Connecting the side panel section 20 of each half of the blank to the end panel section 16 and the end panel section 18 are fold lines 44 and 46, respectively. The outer end panel section 16 is connected to an end edge of handle flap 48 by fold line 50, and the handle flap 48 is separated from the remaining adjacent edge of end panel section 16 by slit 52. Slit 54, which continues from the end of slit 52, separates the handle flap 48 from the side panel section 20. Handle opening 24 in the handle flap 48 is partially covered by tab 56, which is foldably connected to the handle flap 48. The handle panel section 28 is also provided with a handle opening 58 which is at least as large as, and preferably greater in size than, the handle opening 24. The handle flaps 48 of each half of the blank are connected by fold line 60, which if extended would be slightly spaced from the edges 62 of the handle panel sections 28.
One of the blank halves includes bottom panel glue flap 64 which is connected to the adjacent side panel section 20 by fold line 66, while the side panel section 20 of the other blank half is connected by fold line 68 to bottom panel flap 70. In addition, bottom panel forming tabs 72 are connected by fold lines 74 to the end panel section 16 of one of the blank halves and to the end panel section 18 adjacent the fold line 30 in the same blank half.
To form a carrier from the blank the portions of the handle panel sections 28 shown in stipple are coated with adhesive, as illustrated in FIG. 3, as well as the glue flaps 34 and 40. Each handle panel section 28 and the adjacent end panel section 18 are then pivoted as a unit about the fold lines 46 onto the outer handle panel sections 48 as illustrated in FIG. 4. This adheres the glue flaps 34 and 40 to the associated side panel section 20 and the upper portion of each handle panel section 28 to the associated handle flap 48. The handle openings 58 in the handle panel sections 28 overlie the associated handle openings 24 in the handle flaps 48. As shown in FIG. 4, the ends of the handle panels 28 fall somewhat short of the central fold line 60 to take the thickness of the handle panels into account for the next folding step.
The final step is to apply adhesive to the stippled areas of the end panel sections 18 shown in FIG. 4, then fold the blank segments about the central fold line 60. This adheres the upper portions of the handle panels 28 to each other and adheres the end panel sections 16 to their end panel sections 18, producing the collapsed carrier illustrated in FIG. 5. All the handle openings are aligned and the handle panel, formed from the handle panel sections 28 and the handle flaps 48, is of four-ply construction.
To form a loaded carrier from the collapsed carrier of FIG. 5, the collapsed carrier is squared up by applying inward pressure to the outer ends of the side panel sections, as is well known in the industry. The opened carrier is then aligned with a group of bottles to be packaged and lowered down over them, as indicated in FIG. 6 by the direction arrows 76. During this step the bottom panel flap 70, the bottom panel glue flap 64 and the bottom panel forming tabs 72 remain unfolded. After the carrier reaches its final position relative to the bottles, the forming tabs 72 are folded in about the fold lines 74 to bring them up against the bottoms of the bottles. The bottom panel flap 70 and glue flap 64 are then folded into overlapped position and adhered to each other and to the forming tabs to form the bottom panel of the carrier.

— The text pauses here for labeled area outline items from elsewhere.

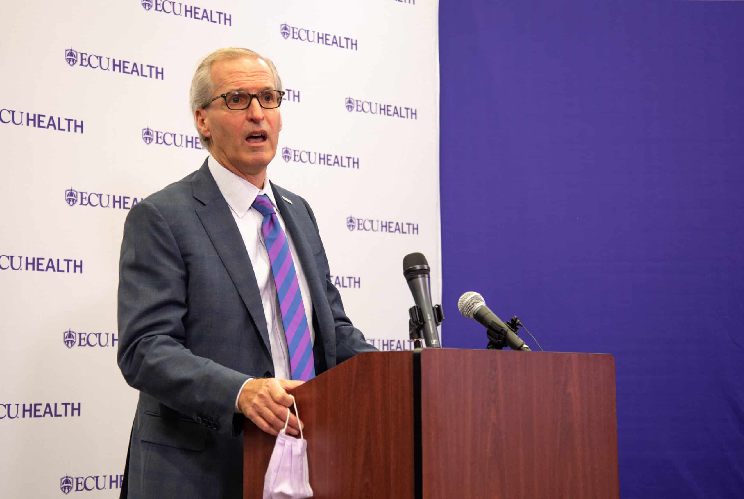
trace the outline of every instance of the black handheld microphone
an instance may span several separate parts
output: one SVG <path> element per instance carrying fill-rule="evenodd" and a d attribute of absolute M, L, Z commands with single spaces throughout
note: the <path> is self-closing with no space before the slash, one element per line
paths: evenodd
<path fill-rule="evenodd" d="M 513 350 L 532 351 L 510 327 L 486 306 L 486 301 L 478 293 L 472 291 L 464 293 L 458 300 L 458 309 L 467 318 L 475 319 L 487 328 L 493 328 L 496 332 L 504 335 L 507 345 Z"/>
<path fill-rule="evenodd" d="M 420 253 L 411 253 L 403 258 L 403 275 L 408 283 L 414 302 L 421 309 L 423 324 L 421 332 L 426 347 L 438 348 L 439 333 L 437 331 L 434 310 L 432 306 L 431 268 L 426 257 Z"/>

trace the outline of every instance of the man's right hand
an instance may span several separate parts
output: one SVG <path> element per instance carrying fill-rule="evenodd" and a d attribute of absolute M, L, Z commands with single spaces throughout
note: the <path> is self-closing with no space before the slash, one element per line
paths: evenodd
<path fill-rule="evenodd" d="M 304 382 L 276 378 L 251 379 L 246 383 L 237 399 L 240 412 L 256 426 L 275 437 L 284 428 L 288 407 L 292 397 L 287 393 Z M 290 435 L 300 433 L 301 422 L 297 416 L 289 413 L 286 432 Z"/>

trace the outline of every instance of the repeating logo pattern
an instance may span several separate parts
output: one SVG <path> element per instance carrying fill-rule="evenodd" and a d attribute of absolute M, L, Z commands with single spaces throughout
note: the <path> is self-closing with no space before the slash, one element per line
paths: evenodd
<path fill-rule="evenodd" d="M 344 156 L 331 152 L 316 152 L 299 149 L 292 149 L 285 146 L 281 149 L 281 157 L 286 162 L 317 164 L 324 167 L 339 167 L 339 168 L 359 169 L 359 158 L 354 156 Z"/>
<path fill-rule="evenodd" d="M 150 127 L 142 129 L 142 140 L 148 146 L 152 144 L 153 139 L 154 138 L 153 131 L 150 129 Z"/>
<path fill-rule="evenodd" d="M 365 115 L 379 115 L 380 116 L 391 116 L 392 117 L 401 117 L 407 120 L 417 120 L 418 109 L 408 106 L 397 106 L 395 104 L 382 104 L 371 100 L 362 100 L 347 97 L 344 100 L 344 106 L 349 112 L 356 111 L 356 112 Z"/>
<path fill-rule="evenodd" d="M 350 231 L 384 232 L 391 234 L 408 234 L 417 236 L 419 225 L 412 222 L 395 222 L 394 220 L 379 220 L 376 219 L 360 219 L 346 217 L 346 228 Z"/>
<path fill-rule="evenodd" d="M 77 64 L 77 51 L 73 50 L 72 47 L 70 47 L 69 48 L 65 50 L 65 60 L 66 60 L 67 63 L 69 64 L 71 66 L 74 66 L 76 64 Z"/>
<path fill-rule="evenodd" d="M 142 78 L 163 80 L 165 75 L 165 69 L 161 66 L 101 56 L 97 54 L 78 52 L 72 47 L 65 49 L 65 60 L 71 67 L 77 64 L 80 68 L 100 69 L 104 71 L 138 76 Z"/>
<path fill-rule="evenodd" d="M 60 479 L 60 489 L 67 495 L 72 490 L 72 478 L 68 474 Z"/>
<path fill-rule="evenodd" d="M 65 201 L 70 206 L 74 206 L 77 204 L 77 191 L 70 187 L 65 191 Z"/>
<path fill-rule="evenodd" d="M 290 26 L 286 23 L 282 23 L 279 26 L 279 33 L 284 39 L 291 38 L 293 40 L 308 42 L 327 47 L 336 47 L 350 51 L 358 50 L 359 42 L 357 39 L 350 36 L 341 36 L 330 33 L 309 30 L 306 28 Z"/>
<path fill-rule="evenodd" d="M 77 335 L 72 329 L 68 329 L 65 332 L 62 333 L 62 341 L 65 344 L 65 346 L 68 348 L 72 348 L 75 346 L 75 340 L 77 339 Z"/>

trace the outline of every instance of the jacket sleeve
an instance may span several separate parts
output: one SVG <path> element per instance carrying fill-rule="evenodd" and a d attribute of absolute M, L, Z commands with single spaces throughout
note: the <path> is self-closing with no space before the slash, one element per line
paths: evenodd
<path fill-rule="evenodd" d="M 126 382 L 220 433 L 237 434 L 235 396 L 248 378 L 184 344 L 188 275 L 176 239 L 147 200 L 124 222 L 118 361 Z M 208 334 L 209 332 L 190 332 Z"/>
<path fill-rule="evenodd" d="M 318 230 L 318 222 L 315 221 L 315 216 L 312 213 L 312 210 L 310 209 L 307 201 L 304 199 L 302 201 L 307 208 L 307 213 L 310 215 L 315 231 L 320 234 Z M 330 280 L 330 267 L 328 265 L 328 259 L 325 251 L 323 252 L 323 259 L 325 263 L 324 268 L 328 269 L 324 276 L 325 288 L 328 304 L 330 306 L 331 312 L 333 315 L 333 325 L 336 327 L 336 362 L 340 364 L 362 352 L 376 352 L 377 349 L 367 343 L 365 335 L 354 327 L 351 321 L 347 317 L 346 312 L 344 311 L 344 303 L 341 300 L 341 294 Z"/>

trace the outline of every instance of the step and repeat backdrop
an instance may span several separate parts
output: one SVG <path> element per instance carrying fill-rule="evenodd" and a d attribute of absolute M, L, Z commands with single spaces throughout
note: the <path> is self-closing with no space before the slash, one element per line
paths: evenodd
<path fill-rule="evenodd" d="M 312 207 L 348 315 L 411 350 L 403 257 L 440 303 L 437 2 L 8 4 L 0 34 L 0 497 L 117 497 L 137 392 L 116 365 L 122 228 L 207 156 L 188 106 L 219 47 L 286 91 L 270 178 Z M 446 341 L 445 341 L 446 344 Z"/>

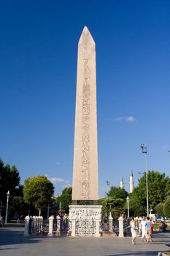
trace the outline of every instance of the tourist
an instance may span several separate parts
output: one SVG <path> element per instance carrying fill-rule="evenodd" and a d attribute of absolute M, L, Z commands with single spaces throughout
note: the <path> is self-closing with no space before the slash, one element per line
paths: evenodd
<path fill-rule="evenodd" d="M 152 242 L 152 223 L 150 221 L 150 217 L 147 217 L 147 242 Z"/>
<path fill-rule="evenodd" d="M 131 239 L 131 244 L 135 244 L 134 241 L 135 239 L 136 238 L 136 222 L 134 220 L 134 218 L 132 217 L 131 220 L 130 222 L 130 225 L 128 227 L 131 227 L 131 236 L 132 236 L 132 239 Z"/>
<path fill-rule="evenodd" d="M 142 227 L 142 241 L 144 242 L 147 241 L 147 222 L 146 219 L 144 217 L 141 221 L 141 227 Z"/>

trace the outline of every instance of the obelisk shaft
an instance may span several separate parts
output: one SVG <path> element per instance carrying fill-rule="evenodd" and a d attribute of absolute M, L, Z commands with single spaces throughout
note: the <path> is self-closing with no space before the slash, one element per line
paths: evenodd
<path fill-rule="evenodd" d="M 96 49 L 85 26 L 78 45 L 72 200 L 97 200 L 98 183 Z"/>

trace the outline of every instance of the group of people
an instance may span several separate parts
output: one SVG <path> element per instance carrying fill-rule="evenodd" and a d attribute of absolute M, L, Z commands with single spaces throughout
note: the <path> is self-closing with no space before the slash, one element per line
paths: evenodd
<path fill-rule="evenodd" d="M 139 226 L 134 217 L 131 218 L 128 227 L 131 227 L 132 236 L 131 243 L 132 244 L 135 244 L 135 239 L 136 238 L 139 231 Z M 140 230 L 142 233 L 142 241 L 152 242 L 152 233 L 153 232 L 152 222 L 149 217 L 147 218 L 143 217 L 142 220 L 140 222 Z"/>

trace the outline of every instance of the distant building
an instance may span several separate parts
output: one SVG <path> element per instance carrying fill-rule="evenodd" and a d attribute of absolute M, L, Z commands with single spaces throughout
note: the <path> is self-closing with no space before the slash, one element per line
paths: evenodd
<path fill-rule="evenodd" d="M 124 183 L 123 183 L 123 176 L 121 176 L 121 178 L 120 178 L 120 189 L 123 189 L 124 188 Z"/>

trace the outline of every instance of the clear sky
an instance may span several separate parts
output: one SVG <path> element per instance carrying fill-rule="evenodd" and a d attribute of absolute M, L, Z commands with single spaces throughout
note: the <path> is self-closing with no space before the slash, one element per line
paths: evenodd
<path fill-rule="evenodd" d="M 170 1 L 1 1 L 0 157 L 21 184 L 72 186 L 77 44 L 96 45 L 99 195 L 148 168 L 170 176 Z"/>

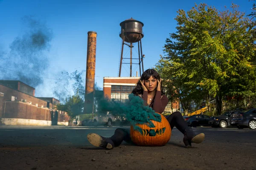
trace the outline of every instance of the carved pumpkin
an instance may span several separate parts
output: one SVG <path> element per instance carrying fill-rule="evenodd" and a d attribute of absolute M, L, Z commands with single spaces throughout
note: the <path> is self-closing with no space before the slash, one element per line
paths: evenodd
<path fill-rule="evenodd" d="M 134 144 L 139 146 L 161 146 L 169 141 L 172 133 L 170 124 L 163 116 L 160 114 L 161 122 L 151 120 L 154 128 L 150 128 L 147 123 L 136 125 L 142 129 L 142 133 L 134 130 L 132 125 L 131 126 L 131 137 Z"/>

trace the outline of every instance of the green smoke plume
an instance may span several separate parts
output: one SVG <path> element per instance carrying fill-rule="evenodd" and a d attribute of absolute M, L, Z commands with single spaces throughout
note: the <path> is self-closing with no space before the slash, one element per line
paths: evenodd
<path fill-rule="evenodd" d="M 148 127 L 154 128 L 151 120 L 160 122 L 161 115 L 156 113 L 152 108 L 143 105 L 144 100 L 133 94 L 129 95 L 129 99 L 125 102 L 112 100 L 108 101 L 102 99 L 98 101 L 98 110 L 100 112 L 111 112 L 113 116 L 124 116 L 134 130 L 142 133 L 142 129 L 136 124 L 147 124 Z"/>

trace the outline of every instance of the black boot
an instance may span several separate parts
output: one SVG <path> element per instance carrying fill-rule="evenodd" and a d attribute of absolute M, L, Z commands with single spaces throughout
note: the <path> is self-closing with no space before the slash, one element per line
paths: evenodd
<path fill-rule="evenodd" d="M 201 133 L 196 135 L 190 127 L 187 128 L 185 130 L 183 142 L 186 147 L 190 148 L 192 147 L 191 143 L 198 144 L 204 140 L 204 134 Z"/>
<path fill-rule="evenodd" d="M 87 139 L 93 145 L 112 149 L 115 147 L 114 143 L 109 138 L 106 138 L 96 133 L 89 133 Z"/>

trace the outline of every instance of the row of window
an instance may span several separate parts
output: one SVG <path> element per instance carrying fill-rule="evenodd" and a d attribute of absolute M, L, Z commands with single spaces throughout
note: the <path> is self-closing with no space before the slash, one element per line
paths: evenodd
<path fill-rule="evenodd" d="M 12 96 L 12 98 L 11 99 L 11 101 L 15 101 L 17 99 L 17 97 L 15 97 L 15 96 Z M 20 100 L 20 101 L 22 102 L 27 102 L 26 99 L 21 99 Z M 32 105 L 32 102 L 31 102 L 30 101 L 29 101 L 28 102 L 29 102 L 29 104 L 30 105 Z M 35 105 L 36 106 L 36 107 L 38 107 L 38 103 L 36 103 Z M 42 105 L 41 106 L 41 107 L 44 108 L 44 105 Z"/>

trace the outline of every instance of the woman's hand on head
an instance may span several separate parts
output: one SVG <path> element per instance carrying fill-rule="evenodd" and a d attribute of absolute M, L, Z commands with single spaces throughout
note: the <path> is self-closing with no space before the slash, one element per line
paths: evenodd
<path fill-rule="evenodd" d="M 143 88 L 143 90 L 144 91 L 148 91 L 148 89 L 147 88 L 146 86 L 145 86 L 145 85 L 144 85 L 144 80 L 142 80 L 142 82 L 141 82 L 141 80 L 140 80 L 140 83 L 141 83 L 141 86 L 142 86 L 142 88 Z"/>
<path fill-rule="evenodd" d="M 162 80 L 162 79 L 160 78 L 160 80 L 159 80 L 157 79 L 157 91 L 161 91 L 161 80 Z"/>

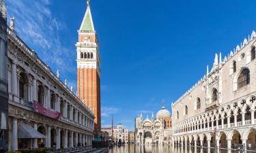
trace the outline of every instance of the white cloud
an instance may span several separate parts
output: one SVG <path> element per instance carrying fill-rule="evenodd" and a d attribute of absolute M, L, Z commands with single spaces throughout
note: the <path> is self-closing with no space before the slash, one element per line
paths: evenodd
<path fill-rule="evenodd" d="M 109 106 L 102 106 L 101 108 L 101 116 L 108 117 L 110 115 L 117 114 L 119 111 L 119 108 Z"/>
<path fill-rule="evenodd" d="M 76 73 L 76 52 L 71 51 L 74 46 L 61 42 L 60 34 L 66 29 L 66 24 L 53 15 L 49 1 L 6 0 L 6 3 L 8 17 L 15 18 L 18 35 L 35 50 L 42 60 L 53 67 L 55 72 L 59 69 L 61 79 L 65 79 L 62 76 Z"/>

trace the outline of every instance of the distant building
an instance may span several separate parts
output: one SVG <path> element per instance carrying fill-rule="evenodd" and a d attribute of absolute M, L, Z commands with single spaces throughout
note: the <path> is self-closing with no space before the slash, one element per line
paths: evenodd
<path fill-rule="evenodd" d="M 170 112 L 162 106 L 156 118 L 152 114 L 143 120 L 142 114 L 135 118 L 135 143 L 143 144 L 170 144 L 172 135 Z"/>
<path fill-rule="evenodd" d="M 128 143 L 134 143 L 134 132 L 129 131 L 128 132 Z"/>
<path fill-rule="evenodd" d="M 106 131 L 109 133 L 109 137 L 115 143 L 128 143 L 128 131 L 121 124 L 119 124 L 117 127 L 113 128 L 113 133 L 111 127 L 102 128 L 101 131 L 102 132 Z"/>

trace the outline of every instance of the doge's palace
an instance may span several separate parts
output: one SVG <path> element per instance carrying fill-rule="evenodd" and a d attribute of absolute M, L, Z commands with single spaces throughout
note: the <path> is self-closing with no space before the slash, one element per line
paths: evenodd
<path fill-rule="evenodd" d="M 256 33 L 253 31 L 172 104 L 172 145 L 255 148 Z"/>

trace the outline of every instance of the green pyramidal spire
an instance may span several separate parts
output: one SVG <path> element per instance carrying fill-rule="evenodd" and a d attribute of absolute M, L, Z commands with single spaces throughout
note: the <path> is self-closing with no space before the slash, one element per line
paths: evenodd
<path fill-rule="evenodd" d="M 91 14 L 89 1 L 87 1 L 87 9 L 83 17 L 82 24 L 79 29 L 80 31 L 94 31 L 94 22 Z"/>

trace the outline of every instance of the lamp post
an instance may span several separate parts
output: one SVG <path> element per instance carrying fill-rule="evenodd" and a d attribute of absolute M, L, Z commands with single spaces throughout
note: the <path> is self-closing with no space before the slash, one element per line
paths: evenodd
<path fill-rule="evenodd" d="M 97 139 L 97 150 L 98 148 L 98 133 L 99 133 L 99 130 L 97 129 L 97 131 L 96 131 L 96 139 Z"/>

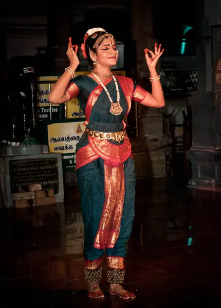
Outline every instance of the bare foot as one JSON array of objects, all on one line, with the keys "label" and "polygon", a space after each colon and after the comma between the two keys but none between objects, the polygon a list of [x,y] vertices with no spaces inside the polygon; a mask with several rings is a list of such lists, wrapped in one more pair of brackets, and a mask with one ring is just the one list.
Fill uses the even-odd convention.
[{"label": "bare foot", "polygon": [[87,295],[90,298],[96,298],[98,299],[104,297],[104,294],[101,289],[100,283],[99,282],[88,283],[88,293]]},{"label": "bare foot", "polygon": [[110,294],[117,295],[122,299],[134,299],[136,296],[132,292],[125,290],[121,284],[110,283]]}]

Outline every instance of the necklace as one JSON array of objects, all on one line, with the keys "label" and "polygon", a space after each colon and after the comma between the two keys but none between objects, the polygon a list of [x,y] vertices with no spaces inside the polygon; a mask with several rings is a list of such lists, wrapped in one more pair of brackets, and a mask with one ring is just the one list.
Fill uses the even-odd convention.
[{"label": "necklace", "polygon": [[97,76],[94,73],[93,71],[92,71],[92,73],[93,74],[94,76],[96,78],[97,78],[97,79],[98,80],[100,84],[103,87],[104,91],[106,92],[106,93],[107,94],[107,96],[109,98],[109,100],[111,103],[111,106],[110,106],[110,108],[109,110],[110,112],[111,112],[112,113],[112,114],[114,114],[114,116],[119,116],[121,113],[122,111],[123,111],[123,108],[120,105],[120,92],[119,91],[118,85],[117,84],[117,82],[116,79],[115,78],[115,76],[114,76],[114,75],[112,75],[112,78],[114,79],[114,82],[115,83],[116,90],[117,91],[117,103],[113,102],[113,101],[112,101],[112,99],[111,98],[110,95],[109,94],[109,93],[107,90],[107,89],[106,88],[106,87],[105,86],[104,84],[102,83],[102,82],[101,81],[101,80],[98,77],[98,76]]},{"label": "necklace", "polygon": [[109,78],[111,78],[113,76],[113,73],[111,73],[109,75],[105,75],[96,71],[94,71],[94,70],[92,70],[91,72],[94,73],[94,75],[96,75],[98,77],[100,77],[104,79],[109,79]]}]

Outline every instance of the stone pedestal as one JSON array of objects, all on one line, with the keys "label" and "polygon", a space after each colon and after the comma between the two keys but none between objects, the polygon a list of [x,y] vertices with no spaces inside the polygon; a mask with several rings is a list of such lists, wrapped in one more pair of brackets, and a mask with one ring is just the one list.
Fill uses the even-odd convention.
[{"label": "stone pedestal", "polygon": [[217,112],[214,108],[210,38],[211,26],[221,24],[220,5],[216,0],[199,0],[197,6],[197,91],[192,94],[192,146],[187,153],[192,164],[191,188],[221,187],[221,153],[214,146],[219,132],[214,129]]}]

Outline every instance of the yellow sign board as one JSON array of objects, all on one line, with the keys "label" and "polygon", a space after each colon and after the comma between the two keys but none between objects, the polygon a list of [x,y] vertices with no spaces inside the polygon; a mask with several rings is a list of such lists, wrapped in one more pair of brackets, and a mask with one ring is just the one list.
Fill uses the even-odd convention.
[{"label": "yellow sign board", "polygon": [[65,122],[48,125],[49,152],[75,153],[76,144],[84,131],[83,123]]}]

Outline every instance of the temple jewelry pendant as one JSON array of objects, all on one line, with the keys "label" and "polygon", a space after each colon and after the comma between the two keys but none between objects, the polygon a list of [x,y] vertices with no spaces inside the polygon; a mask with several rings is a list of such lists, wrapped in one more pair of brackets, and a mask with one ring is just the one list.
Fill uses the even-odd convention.
[{"label": "temple jewelry pendant", "polygon": [[119,102],[117,102],[117,103],[112,103],[109,111],[114,116],[119,116],[123,111],[123,108]]}]

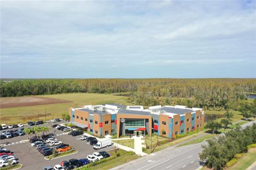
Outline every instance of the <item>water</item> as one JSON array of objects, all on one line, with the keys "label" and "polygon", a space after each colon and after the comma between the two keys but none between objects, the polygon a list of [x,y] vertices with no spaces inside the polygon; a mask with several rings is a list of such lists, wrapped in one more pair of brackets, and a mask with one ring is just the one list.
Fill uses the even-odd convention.
[{"label": "water", "polygon": [[209,121],[214,121],[218,118],[223,117],[222,115],[215,115],[215,114],[205,114],[204,115],[204,122],[207,122]]},{"label": "water", "polygon": [[246,94],[249,99],[256,99],[256,94]]}]

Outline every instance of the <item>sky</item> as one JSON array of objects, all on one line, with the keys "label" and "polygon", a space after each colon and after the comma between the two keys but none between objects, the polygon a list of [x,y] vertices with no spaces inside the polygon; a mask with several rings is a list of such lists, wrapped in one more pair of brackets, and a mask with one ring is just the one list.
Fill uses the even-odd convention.
[{"label": "sky", "polygon": [[256,2],[1,1],[1,78],[256,78]]}]

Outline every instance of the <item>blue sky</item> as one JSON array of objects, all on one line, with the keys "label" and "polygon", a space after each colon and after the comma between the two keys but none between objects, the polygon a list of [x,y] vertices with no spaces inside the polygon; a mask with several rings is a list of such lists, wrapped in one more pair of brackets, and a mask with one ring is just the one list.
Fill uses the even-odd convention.
[{"label": "blue sky", "polygon": [[1,78],[256,78],[254,1],[1,3]]}]

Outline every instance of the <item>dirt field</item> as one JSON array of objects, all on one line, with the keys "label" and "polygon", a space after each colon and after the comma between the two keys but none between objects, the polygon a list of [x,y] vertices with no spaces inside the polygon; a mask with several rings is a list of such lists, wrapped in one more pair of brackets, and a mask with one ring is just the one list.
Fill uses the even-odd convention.
[{"label": "dirt field", "polygon": [[32,106],[72,101],[43,97],[4,97],[0,98],[0,108]]}]

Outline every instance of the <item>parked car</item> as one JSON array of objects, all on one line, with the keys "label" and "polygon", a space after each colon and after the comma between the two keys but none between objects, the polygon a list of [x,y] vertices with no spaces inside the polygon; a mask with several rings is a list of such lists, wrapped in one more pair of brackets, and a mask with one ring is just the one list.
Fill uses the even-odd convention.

Because the end panel sections 16 overlap the end panel sections 18 and are not foldably connected to them, the end panels remain straight and do not collapse as the bottles are inserted into the cells. As a result there is no tendency for the carrier as a whole to fold back to its collapsed condition when the squaring-up force is withdrawn. The carrier thus remains in an open erected condition with the cells fully open to receive bottles during loading. Of course the carrier could be opened as described and bottles loaded into it by lowering them down into the cells instead of lowering the carrier down over the bottles. In either case the end panels remain flat and prevent collapsing of the carrier while the bottles are loaded.
The design of the carrier which connects the end panels to the handle panel throughout the height of the handle panel provides rigidity to the carrier since it prevents the handle from flexing transversely of the carrier length. Although the end panels could be designed so as to connect with the handle panel throughout only part of the handle height, the shorter the connection the less handle rigidity is maintained. It is preferred that the connection extend substantially to the top of the handle panel in order to maximize the strength and rigidity of the carrier.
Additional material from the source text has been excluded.